My main reference in smithing is in the artistic legacy left by the pre-Hispanic civilisations. It inspires me to imagine how they made their strokes, perforated the metal and achieved impeccable finishes. Today I perform this same art by fusing ancient techniques with modern processes. Like these cultures, I have fire and wind as allies and there are many emotions concentrated in this work. For example, I usually make the most organic shapes and the most vibrant colors when the days are clear to be consistent with the environment and with my state of mind. Other pieces, perhaps the ones with sharper lines and colder colors may be created when the sunlight is obscured by the clouds. The main metal I work with is Silver 925, although I often experiment with other materials such as, for example, recycled paper that can be seen in the collection Rumi or resin that can be found in the collection Kurumi.

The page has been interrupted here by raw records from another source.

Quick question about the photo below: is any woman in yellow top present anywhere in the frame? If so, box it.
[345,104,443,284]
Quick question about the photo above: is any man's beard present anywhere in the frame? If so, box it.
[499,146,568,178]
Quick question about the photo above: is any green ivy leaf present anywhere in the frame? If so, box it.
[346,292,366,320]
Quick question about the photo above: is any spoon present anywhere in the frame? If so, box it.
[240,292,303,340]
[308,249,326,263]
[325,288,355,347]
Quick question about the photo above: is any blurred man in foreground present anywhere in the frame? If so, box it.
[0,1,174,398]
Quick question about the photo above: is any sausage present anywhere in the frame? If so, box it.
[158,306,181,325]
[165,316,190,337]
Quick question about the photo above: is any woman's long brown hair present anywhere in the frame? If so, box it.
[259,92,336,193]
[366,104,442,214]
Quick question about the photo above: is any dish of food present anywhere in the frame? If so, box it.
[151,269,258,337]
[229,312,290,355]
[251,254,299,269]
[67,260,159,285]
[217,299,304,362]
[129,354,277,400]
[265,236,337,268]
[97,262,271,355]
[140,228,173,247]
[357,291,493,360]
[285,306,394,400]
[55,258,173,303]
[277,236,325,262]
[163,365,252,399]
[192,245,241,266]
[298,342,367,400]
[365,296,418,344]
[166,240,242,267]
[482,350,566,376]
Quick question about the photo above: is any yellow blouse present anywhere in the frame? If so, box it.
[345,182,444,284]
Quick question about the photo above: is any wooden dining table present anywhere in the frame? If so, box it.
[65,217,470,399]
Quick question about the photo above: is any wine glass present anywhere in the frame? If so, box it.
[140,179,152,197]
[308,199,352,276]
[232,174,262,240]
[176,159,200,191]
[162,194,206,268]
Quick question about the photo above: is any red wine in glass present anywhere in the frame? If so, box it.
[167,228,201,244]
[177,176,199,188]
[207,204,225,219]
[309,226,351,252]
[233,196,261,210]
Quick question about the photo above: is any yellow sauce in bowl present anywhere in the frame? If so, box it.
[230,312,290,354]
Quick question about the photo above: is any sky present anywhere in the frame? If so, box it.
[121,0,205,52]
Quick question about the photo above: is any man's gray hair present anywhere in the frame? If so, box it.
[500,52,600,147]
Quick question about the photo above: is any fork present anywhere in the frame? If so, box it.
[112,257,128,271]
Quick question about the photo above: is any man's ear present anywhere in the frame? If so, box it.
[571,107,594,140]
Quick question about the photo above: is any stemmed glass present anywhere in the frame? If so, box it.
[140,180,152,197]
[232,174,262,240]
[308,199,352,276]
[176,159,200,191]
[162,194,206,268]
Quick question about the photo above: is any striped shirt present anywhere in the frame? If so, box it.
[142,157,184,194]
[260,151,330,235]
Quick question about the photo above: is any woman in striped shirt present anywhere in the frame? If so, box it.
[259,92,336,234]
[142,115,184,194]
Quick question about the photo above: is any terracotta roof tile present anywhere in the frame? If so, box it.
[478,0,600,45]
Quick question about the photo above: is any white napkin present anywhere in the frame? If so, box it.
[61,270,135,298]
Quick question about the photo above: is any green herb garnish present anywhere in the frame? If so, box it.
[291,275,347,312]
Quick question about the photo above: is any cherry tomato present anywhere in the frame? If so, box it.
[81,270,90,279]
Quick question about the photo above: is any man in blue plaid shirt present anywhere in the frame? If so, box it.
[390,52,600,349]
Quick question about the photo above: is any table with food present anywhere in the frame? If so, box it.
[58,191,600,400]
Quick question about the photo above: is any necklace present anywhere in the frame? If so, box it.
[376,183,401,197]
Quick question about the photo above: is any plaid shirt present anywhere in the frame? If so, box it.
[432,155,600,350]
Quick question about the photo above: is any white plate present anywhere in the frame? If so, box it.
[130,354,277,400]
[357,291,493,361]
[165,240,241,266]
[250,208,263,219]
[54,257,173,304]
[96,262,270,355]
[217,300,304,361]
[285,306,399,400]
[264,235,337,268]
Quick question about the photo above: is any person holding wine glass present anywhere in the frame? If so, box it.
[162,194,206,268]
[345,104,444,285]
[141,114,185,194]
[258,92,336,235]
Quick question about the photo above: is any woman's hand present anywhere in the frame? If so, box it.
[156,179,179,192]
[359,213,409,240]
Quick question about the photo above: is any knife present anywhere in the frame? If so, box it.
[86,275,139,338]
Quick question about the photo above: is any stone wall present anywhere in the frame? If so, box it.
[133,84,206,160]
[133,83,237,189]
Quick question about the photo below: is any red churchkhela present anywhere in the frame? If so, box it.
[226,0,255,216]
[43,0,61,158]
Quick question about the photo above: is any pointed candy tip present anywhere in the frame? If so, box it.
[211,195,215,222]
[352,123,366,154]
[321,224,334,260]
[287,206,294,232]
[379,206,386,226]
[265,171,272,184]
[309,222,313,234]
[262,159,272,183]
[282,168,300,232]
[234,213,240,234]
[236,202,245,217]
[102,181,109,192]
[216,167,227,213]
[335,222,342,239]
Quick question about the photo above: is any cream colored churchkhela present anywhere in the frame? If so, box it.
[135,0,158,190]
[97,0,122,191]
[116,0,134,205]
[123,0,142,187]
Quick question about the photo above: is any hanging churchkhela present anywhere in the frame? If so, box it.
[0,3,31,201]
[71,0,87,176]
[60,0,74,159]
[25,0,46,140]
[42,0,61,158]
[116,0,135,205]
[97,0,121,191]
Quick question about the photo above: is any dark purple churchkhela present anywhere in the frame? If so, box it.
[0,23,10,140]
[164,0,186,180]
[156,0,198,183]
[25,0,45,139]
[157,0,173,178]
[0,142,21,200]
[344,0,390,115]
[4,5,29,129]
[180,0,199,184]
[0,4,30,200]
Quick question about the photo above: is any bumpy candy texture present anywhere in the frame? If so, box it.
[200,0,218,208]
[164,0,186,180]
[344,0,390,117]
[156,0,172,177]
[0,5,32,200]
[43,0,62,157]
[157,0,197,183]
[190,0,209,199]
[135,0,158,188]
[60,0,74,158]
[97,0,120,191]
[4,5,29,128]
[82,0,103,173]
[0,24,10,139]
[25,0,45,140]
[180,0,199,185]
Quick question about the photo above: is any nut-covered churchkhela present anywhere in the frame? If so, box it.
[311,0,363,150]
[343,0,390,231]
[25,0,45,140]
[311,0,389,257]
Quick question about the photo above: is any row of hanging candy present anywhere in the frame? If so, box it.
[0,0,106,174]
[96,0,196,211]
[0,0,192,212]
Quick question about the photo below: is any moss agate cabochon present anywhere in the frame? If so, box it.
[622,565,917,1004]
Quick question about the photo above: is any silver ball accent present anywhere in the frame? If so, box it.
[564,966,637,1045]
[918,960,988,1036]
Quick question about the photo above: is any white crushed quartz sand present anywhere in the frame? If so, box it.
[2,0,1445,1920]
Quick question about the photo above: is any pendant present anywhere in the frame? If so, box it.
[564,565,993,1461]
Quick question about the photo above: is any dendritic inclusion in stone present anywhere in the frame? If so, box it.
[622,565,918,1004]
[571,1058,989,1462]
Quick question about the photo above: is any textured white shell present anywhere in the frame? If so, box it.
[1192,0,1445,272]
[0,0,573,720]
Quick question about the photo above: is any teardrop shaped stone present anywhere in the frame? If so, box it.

My passion for jewelry was born in Venezuela, developed in Ecuador and materialised in Spain. My first encounter with jewelry was at the Art Centre Inventarte in Caracas, where I was asked to create a piece that would identify me. As a journalist by training I always associated this profession with punctuality and timeliness, so my first piece was a clock. I do not know whether the needles mark 3 or 9, but for me this clock is perfect in its imperfection.

The beauty of this universe is to experiment, discover, listen to the voice of curiosity and also to the voice of those who already traveled their own path of creativity. At the Jewelry School Casa de América in Quito, Maestro José Zamora sowed in me the respect for metals, a teaching that accompanies me daily on the other side of the ocean.

No two jewels are the same because there are no two lives that are the same.